L’accord conclu en juillet entre la Grèce et ses créanciers pour l’obtention d’une nouvelle aide de 86 milliards d’euros prévoyait l’adoption rapide de mesures prioritaires sur la TVA et les retraites. Lors de leur vote au parlement, le 14 août, Alexis Tsipras avait perdu le soutien de 43 députés de l’aile gauche de Syriza. Le Premier ministre avait alors convoqué des élections législatives anticipées pour retrouver une majorité à l’Assemblée. Aussitôt, 25 députés avaient quitté Syriza pour lancer le mouvement Unité populaire, sous l’impulsion de l’ex-ministre de l’Énergie et de l’ancienne présidente du Parlement. Cette formation n’a rassemblé hier que 2,86 % des suffrages, un score qui ne lui permet pas d’obtenir de siège au parlement.
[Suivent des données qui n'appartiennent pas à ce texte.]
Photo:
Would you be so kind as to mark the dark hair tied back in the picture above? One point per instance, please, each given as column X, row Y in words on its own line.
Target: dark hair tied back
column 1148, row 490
Le parti avait fait campagne contre les mesures d’austérité et pour une sortie de la zone euro.

Où en est l’application du plan de réformes ?

Le nouveau gouvernement devra appliquer l’ensemble des mesures d’économie (impôts, retraites, services publics) conditionnant le nouveau plan d’aide, à commencer par une loi rectificative pour le budget 2015. Les privatisations, désormais gérées par un fonds placé sous la supervision des institutions européennes, feront l’objet d’un nouveau calendrier. Pendant sa campagne, Alexis Tispras a affiché sa volonté de rendre l’application de ces mesures la moins dure possible pour les couches les plus défavorisées. Il tentera également d’obtenir de ses créanciers un allègement de la dette grecque.